Declan Butler, reporter This is the personal blog of Declan Butler, a senior reporter at Nature. All views expressed here are mine, and not those of Nature. Contact me at d.butler@nature.com

December 26, 2006

Christmas day and Libya death penalty case

Filed under: HIV,Justice,Libya,Uncategorized — admin @ 12:40 am

I haven’t posted since the death penalty verdict last Tuesday, because I’m still analysing carefully all the different responses and positions. But it is Christmas Day, so I thought I’d post symbolically, just to point out it was on this very day last year that the six were cleared by the Supreme Court of Libya of the charges against them.

One year later, Valya Chervenyashka; Snezhana Dimitrova; Nasya Nenova; Valentina Siropulo; and Kristiana Valcheva, the five Bulgarian nurses, along with Ashraf Ahmad Jum’a, a Palestinian intern trainee doctor, have again been given the death sentence following the 19 December court ruling in the retrial at the Benghazi criminal court.

That is despite the fact that this was not a fair and impartial trial, and that the court refused to hear the considerable body of international scientific evidence that could exonerate the medics, and show that this is a typical hospital-borne spread.
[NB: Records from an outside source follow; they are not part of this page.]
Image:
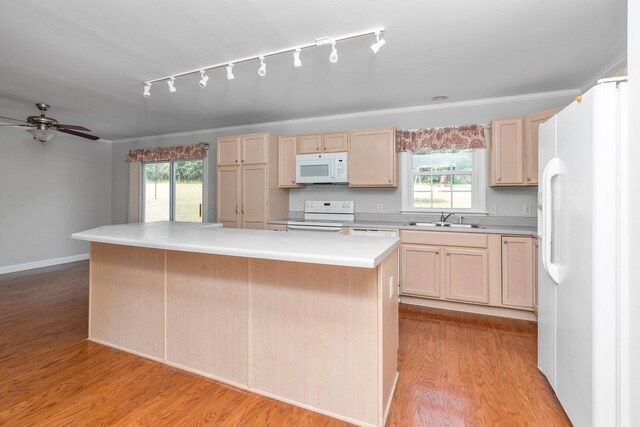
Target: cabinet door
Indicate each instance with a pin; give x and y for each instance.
(517, 271)
(335, 142)
(308, 144)
(420, 270)
(373, 158)
(466, 275)
(228, 196)
(535, 275)
(531, 124)
(507, 152)
(254, 149)
(287, 162)
(254, 196)
(228, 151)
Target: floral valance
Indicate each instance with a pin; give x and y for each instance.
(461, 137)
(163, 154)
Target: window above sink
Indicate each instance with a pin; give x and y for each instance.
(452, 180)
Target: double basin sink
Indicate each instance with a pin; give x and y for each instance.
(443, 224)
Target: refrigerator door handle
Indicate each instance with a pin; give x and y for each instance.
(550, 171)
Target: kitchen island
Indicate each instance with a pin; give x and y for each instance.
(306, 318)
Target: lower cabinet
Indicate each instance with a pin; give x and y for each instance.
(466, 275)
(420, 270)
(476, 268)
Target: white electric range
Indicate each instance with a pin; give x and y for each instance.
(321, 215)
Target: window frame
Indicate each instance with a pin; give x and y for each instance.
(172, 188)
(478, 185)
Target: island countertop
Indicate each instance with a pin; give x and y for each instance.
(308, 247)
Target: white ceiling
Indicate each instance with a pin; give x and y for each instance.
(88, 59)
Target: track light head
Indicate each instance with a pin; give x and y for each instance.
(230, 75)
(203, 79)
(262, 71)
(171, 84)
(334, 53)
(296, 58)
(378, 44)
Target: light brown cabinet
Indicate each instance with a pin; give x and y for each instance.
(517, 271)
(466, 275)
(247, 185)
(420, 270)
(287, 162)
(331, 142)
(450, 266)
(514, 149)
(373, 161)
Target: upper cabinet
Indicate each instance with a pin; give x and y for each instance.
(373, 161)
(287, 162)
(514, 149)
(332, 142)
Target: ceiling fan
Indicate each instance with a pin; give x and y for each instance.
(44, 128)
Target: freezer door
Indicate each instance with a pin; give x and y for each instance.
(573, 256)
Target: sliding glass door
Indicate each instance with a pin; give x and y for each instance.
(174, 191)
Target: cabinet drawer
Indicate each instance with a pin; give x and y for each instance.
(444, 238)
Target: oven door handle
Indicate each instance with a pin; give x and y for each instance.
(313, 228)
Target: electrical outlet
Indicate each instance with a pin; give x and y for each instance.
(390, 287)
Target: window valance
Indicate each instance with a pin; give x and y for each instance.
(163, 154)
(460, 137)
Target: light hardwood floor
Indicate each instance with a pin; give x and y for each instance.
(455, 370)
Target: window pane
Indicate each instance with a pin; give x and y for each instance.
(442, 196)
(188, 175)
(443, 161)
(157, 192)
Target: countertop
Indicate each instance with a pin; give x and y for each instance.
(491, 229)
(315, 248)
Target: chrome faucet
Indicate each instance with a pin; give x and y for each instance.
(444, 218)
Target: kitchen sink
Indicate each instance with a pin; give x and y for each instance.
(443, 224)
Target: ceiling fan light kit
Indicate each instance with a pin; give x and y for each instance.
(262, 70)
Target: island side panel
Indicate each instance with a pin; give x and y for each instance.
(389, 330)
(314, 336)
(207, 314)
(127, 298)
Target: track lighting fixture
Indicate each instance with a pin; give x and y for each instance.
(296, 58)
(262, 71)
(171, 84)
(378, 44)
(334, 53)
(203, 79)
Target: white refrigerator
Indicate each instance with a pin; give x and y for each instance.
(581, 245)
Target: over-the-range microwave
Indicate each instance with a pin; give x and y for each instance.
(322, 168)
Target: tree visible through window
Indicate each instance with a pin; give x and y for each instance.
(442, 179)
(173, 191)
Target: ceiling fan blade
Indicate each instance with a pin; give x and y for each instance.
(15, 120)
(73, 127)
(80, 134)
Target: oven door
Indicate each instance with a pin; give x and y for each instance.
(314, 171)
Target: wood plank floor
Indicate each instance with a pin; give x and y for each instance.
(455, 370)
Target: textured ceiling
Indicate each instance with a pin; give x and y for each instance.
(88, 59)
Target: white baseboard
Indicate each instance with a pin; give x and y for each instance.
(44, 263)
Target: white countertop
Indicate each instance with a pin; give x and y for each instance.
(313, 247)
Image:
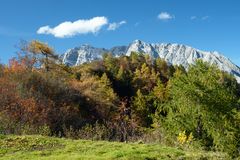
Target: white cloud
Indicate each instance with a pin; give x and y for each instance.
(205, 17)
(114, 26)
(69, 29)
(193, 17)
(165, 16)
The Libyan children are being treated in European hospitals — thanks in part to a humanitarian fund established by the international community –and this Christmas, our thoughts are also with them and their families. But denial of the problems all health systems face will not help these children, or those children who risk being infected in future through hospital infections in many countries, such as the almost 100 children infected with HIV in a Kazakhstan hospital this summer — see older BBC story here.

Bulgarian media have launched a “You are Not Alone” ribbon campaign for the six — see logo at top of this post. I endorse it, as defending the most basic of human rights; the right to a fair trial. This case is not only about fundamental human rights principles, but also about the role of scientific evidence, and how we face up to, and not deny, the potential health threats to us and our children, posed by deficiencies in all our health systems.

This case should be an issue of health and science, not a power play between governments as it is turning out to be. Let’s get back to the fundamental principles of health, science, and law in this case. And think of the two groups of innocent victims in this case; the six, falsely accused, and the infected children.